Regardless of the exact methods, everything seems to have somehow worked, and, not only is there a fairly regular stream of customers, but Chrome has found that it's been the most diverse group of patrons- or people in general- that she's ever had to deal with. There are the average tourist types, looking for a neat story or a fun memento of the time they went into whatever one could reasonably call Kokuyo Land, and then there are the people who are just there to gawk and giggle in ways Chrome is all too familiar with from her time in middle school. A lot of the time there are the gothic types, or the punk types, various niche groups who find what they're looking for in the wild darkness the shop seems to embody and who all often seem to offer Chrome their phone numbers. There are even some collectors of varying types who drop by, hoping to stumble across a rare or interesting find. Some people even become collectors after spending some time there. And then there are the regulars who are just there to pick up some salt, grumbling all the while about Mukuro's bad taste in.... everything.

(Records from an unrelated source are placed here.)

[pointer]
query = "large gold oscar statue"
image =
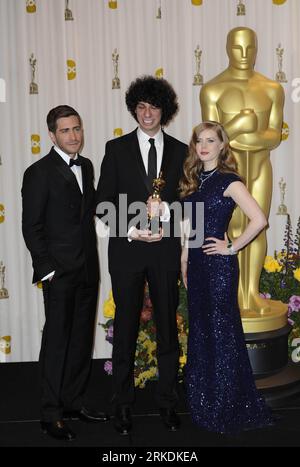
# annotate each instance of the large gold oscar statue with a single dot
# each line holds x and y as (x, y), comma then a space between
(250, 106)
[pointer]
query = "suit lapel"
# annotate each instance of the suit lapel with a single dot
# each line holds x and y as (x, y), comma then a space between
(167, 157)
(85, 184)
(135, 150)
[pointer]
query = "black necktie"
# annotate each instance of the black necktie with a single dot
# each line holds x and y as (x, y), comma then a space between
(152, 161)
(74, 162)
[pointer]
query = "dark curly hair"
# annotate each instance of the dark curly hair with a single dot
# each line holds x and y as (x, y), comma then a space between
(154, 91)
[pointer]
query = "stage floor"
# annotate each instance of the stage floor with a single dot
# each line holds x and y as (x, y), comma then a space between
(19, 418)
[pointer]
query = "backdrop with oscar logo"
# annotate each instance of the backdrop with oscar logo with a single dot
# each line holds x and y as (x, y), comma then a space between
(85, 53)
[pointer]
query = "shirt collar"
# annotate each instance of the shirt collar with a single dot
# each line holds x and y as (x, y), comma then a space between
(143, 137)
(64, 156)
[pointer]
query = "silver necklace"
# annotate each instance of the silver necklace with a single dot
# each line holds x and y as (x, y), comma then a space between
(203, 178)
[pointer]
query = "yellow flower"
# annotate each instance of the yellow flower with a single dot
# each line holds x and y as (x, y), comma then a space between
(297, 274)
(109, 307)
(271, 265)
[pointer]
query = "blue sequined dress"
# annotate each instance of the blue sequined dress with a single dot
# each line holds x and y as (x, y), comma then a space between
(221, 392)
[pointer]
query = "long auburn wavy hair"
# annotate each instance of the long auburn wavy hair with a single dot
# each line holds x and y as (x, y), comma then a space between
(193, 166)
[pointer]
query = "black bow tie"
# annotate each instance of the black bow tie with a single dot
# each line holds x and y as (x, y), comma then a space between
(74, 162)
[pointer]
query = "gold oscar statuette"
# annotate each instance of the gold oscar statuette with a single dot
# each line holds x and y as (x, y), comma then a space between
(116, 80)
(68, 12)
(198, 78)
(33, 88)
(3, 290)
(282, 209)
(154, 221)
(241, 9)
(280, 75)
(250, 107)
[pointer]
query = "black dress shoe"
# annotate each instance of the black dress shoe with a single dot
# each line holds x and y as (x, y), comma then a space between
(58, 430)
(170, 419)
(87, 415)
(122, 421)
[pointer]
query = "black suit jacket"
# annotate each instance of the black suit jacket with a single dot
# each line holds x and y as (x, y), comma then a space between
(58, 220)
(123, 172)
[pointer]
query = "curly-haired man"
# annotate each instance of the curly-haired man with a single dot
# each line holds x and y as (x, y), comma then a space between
(130, 164)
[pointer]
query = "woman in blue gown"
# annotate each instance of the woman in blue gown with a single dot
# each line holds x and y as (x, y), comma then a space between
(221, 391)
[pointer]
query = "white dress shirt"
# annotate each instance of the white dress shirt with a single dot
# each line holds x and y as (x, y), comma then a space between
(144, 144)
(76, 169)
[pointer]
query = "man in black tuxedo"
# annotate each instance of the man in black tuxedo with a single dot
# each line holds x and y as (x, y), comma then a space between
(130, 164)
(59, 231)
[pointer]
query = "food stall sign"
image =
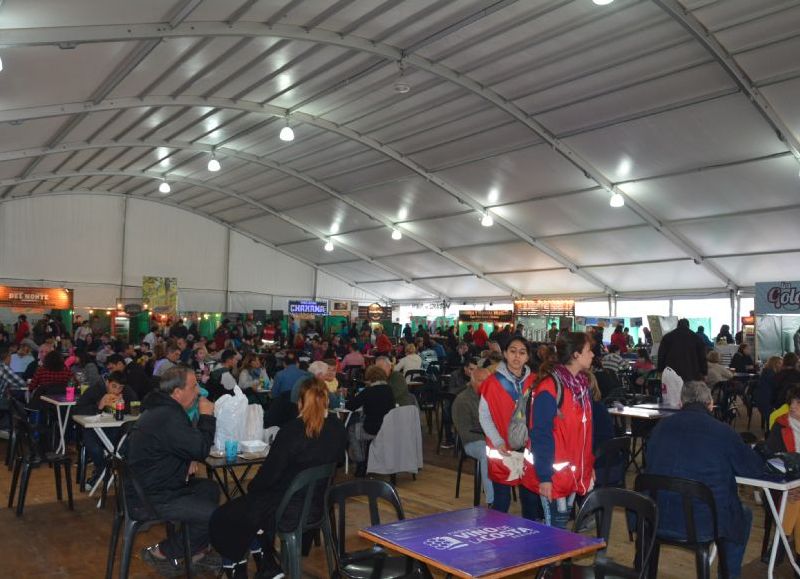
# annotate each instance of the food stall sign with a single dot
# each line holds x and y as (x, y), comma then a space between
(35, 297)
(544, 308)
(778, 297)
(493, 316)
(315, 308)
(375, 312)
(340, 308)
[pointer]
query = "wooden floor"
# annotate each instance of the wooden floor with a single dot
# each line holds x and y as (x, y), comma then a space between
(51, 541)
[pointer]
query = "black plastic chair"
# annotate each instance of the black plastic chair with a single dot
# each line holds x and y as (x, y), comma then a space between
(133, 520)
(599, 506)
(476, 473)
(611, 461)
(313, 482)
(28, 456)
(691, 492)
(374, 562)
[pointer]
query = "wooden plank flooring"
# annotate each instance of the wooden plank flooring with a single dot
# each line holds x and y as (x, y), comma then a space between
(51, 541)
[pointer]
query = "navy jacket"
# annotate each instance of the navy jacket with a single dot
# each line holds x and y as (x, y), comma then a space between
(692, 444)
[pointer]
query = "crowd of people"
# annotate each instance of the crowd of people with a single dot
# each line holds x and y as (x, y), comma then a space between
(531, 414)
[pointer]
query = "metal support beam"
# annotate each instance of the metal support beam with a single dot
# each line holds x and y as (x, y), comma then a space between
(252, 107)
(255, 238)
(230, 193)
(706, 38)
(285, 169)
(119, 33)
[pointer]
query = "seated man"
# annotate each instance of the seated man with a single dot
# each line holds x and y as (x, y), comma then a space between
(161, 453)
(221, 380)
(468, 426)
(397, 382)
(673, 451)
(613, 361)
(94, 401)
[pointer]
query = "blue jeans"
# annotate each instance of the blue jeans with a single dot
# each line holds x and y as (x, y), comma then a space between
(528, 500)
(477, 450)
(557, 511)
(734, 552)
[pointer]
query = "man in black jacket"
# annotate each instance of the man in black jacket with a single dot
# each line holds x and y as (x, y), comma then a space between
(684, 352)
(163, 451)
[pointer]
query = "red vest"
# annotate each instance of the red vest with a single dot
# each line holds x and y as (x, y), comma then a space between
(573, 462)
(501, 407)
(786, 433)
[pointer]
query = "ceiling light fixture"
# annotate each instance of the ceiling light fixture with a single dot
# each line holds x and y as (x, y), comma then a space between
(617, 200)
(400, 85)
(287, 134)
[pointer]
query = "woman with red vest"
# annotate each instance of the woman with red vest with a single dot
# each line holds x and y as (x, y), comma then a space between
(499, 395)
(560, 462)
(785, 437)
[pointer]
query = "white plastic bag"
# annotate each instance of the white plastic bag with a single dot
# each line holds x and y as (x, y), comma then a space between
(254, 428)
(671, 385)
(231, 413)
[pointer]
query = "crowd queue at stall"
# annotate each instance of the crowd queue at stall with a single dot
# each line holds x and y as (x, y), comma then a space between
(534, 415)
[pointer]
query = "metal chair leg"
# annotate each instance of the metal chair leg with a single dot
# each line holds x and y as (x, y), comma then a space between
(14, 480)
(57, 478)
(112, 546)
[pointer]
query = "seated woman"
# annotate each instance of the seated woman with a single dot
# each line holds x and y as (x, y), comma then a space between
(742, 361)
(376, 400)
(253, 376)
(52, 371)
(411, 361)
(716, 371)
(312, 439)
(642, 366)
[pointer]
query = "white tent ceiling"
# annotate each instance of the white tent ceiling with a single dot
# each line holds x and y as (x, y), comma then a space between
(535, 112)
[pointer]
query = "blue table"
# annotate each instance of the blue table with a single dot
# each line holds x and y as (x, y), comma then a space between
(479, 542)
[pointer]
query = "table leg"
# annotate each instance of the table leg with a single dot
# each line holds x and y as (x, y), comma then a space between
(222, 485)
(62, 429)
(779, 534)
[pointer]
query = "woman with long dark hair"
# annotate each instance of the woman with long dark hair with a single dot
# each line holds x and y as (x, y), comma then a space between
(312, 439)
(560, 463)
(499, 395)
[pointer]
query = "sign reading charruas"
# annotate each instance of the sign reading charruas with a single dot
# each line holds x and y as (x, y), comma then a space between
(315, 308)
(494, 316)
(375, 312)
(544, 308)
(778, 297)
(35, 297)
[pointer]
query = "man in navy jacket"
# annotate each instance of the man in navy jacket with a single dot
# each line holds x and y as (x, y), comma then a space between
(692, 444)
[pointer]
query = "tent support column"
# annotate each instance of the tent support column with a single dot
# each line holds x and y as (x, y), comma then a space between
(122, 249)
(228, 272)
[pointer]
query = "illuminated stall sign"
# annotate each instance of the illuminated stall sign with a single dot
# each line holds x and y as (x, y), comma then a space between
(35, 297)
(375, 312)
(308, 307)
(493, 316)
(778, 297)
(544, 308)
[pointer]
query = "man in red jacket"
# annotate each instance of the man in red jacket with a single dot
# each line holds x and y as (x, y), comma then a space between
(480, 337)
(383, 345)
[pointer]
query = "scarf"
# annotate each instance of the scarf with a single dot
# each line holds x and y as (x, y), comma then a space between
(577, 385)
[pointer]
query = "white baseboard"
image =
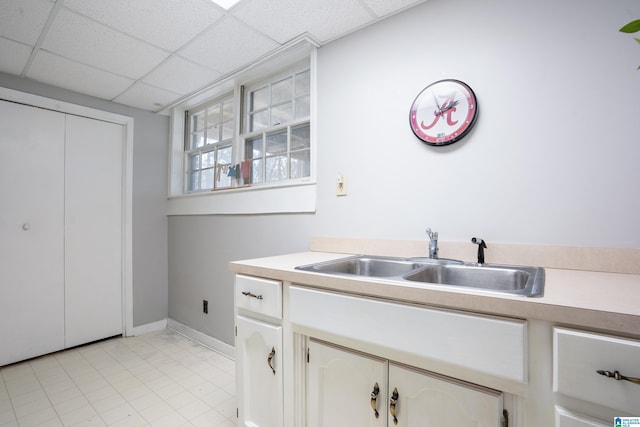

So it's nothing new when she hears the small computer ding go off, letting her and everyone else know that someone has come through the front door. Chrome doesn't even bother to look at the security cameras. All she does is stay curled up in the extremely comfortable chair which functions as the cashier's station, fiddling with Love Nikki on her phone. Sometimes people end up wandering into her view, or actually purposefully seek her out, and other times they end up wandering, lost, throughout Kokuyo Land. On rare occasions, they end up at Ken's register to get slobbered on by Bon. Chrome is content to stay within her Schrodinger's Expectations. If someone shows up, then they show up. If they don't, they don't. Yet even with that work philosophy in mind... She still doesn't expect what ends up swanning past the shelf full of knit toys that all looks like vivisected small animals.
It's a woman, much taller than Chrome, and she realizes most of the reason for that would be the mile high platform boots that are on her feet with every centimeter covered in a deep amount of glitter. They match the visor on her face, worn even indoors, and the fingerless gloves coating most of her arm. There are leggings underneath what look like a pair of transparent shorts, also covered in glitter, and a scale-patterned bikini top. All of this would... definitely be some sort of look all on its own. What it's literally topped off with, however, is the woman's hair style: everything completely shaved clean save for a extremely short and straight set of bangs, and what looks like an 'S'... tattooed on?
For the first time in a long while, Chrome has some questions.
As she does with most of the customers that come in through the store and in direct conflict with normal retail sense, Chrome doesn't interact right away. Instead, she watches with a wide eye partially from behind the cash register as the woman stops in front of a small rack of hanging necklaces. One in particular is a round pendant filled with glitter, small plastic pink pearls, and a rodent's skull. With a sort of reverent delight, the woman delicately hooks her finger through the chain and pulls it up to admire in the neon light. It's only whens he looks over her shoulder that Chrome realizes there's a man following right behind the woman, holding up a camera and dressed in fairly normal hipster fandom. Yes, including the fedora. Or trilby. Chrome has never learned the difference and doesn't care enough to.